World industrial valve demand will increase 5.5% per year through 2007 (including price increases) to more than $60 billion, according to the study “World Valves” by The Freedonia Group, a Cleveland-based market research firm.

This represents an improvement over the previous five-year period 1997-2002, when worldwide valve growth was 4.4%, according to the firm. The increase reflects accelerating macroeconomic growth in the developing regions of Asia, Latin America and Eastern Europe. Freedonia sees improving economic fundamentals - especially fixed investment levels - as bolstering most valve consuming sectors and strengthening underdeveloped infrastructures in these regions. As a result, primary energy consumption will increase, creating opportunities for valve suppliers in the key energy production sector in the developing world.

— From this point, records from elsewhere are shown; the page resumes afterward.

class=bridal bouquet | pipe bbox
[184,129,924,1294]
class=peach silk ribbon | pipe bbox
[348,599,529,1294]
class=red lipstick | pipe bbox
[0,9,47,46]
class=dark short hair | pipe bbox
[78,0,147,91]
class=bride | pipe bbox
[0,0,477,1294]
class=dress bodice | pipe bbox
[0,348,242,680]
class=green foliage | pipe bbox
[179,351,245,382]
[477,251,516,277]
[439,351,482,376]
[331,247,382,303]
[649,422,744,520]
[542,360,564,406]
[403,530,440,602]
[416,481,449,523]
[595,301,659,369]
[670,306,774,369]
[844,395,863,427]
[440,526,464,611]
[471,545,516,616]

The advanced nations of North America, Western Europe and the Pacific Rim comprise mature valve markets. Although valve markets in the U.S., Japan and Western Europe will register gains that lag the global average through 2007, all three will see an improvement in their respective markets compared with the 1997-2002 period. Global demand for automatic valves will outpace that for conventional valves due to the desire to improve efficiency, says Freedonia.

The United States, Germany, Japan and Italy account for more than half of global valve production, according to the research firm. However, China is rapidly becoming a major player and net exporter. Italy, Germany and Japan are the world's largest net exporters of valves. Russia, France, the United Kingdom and Taiwan are also notable valve producers.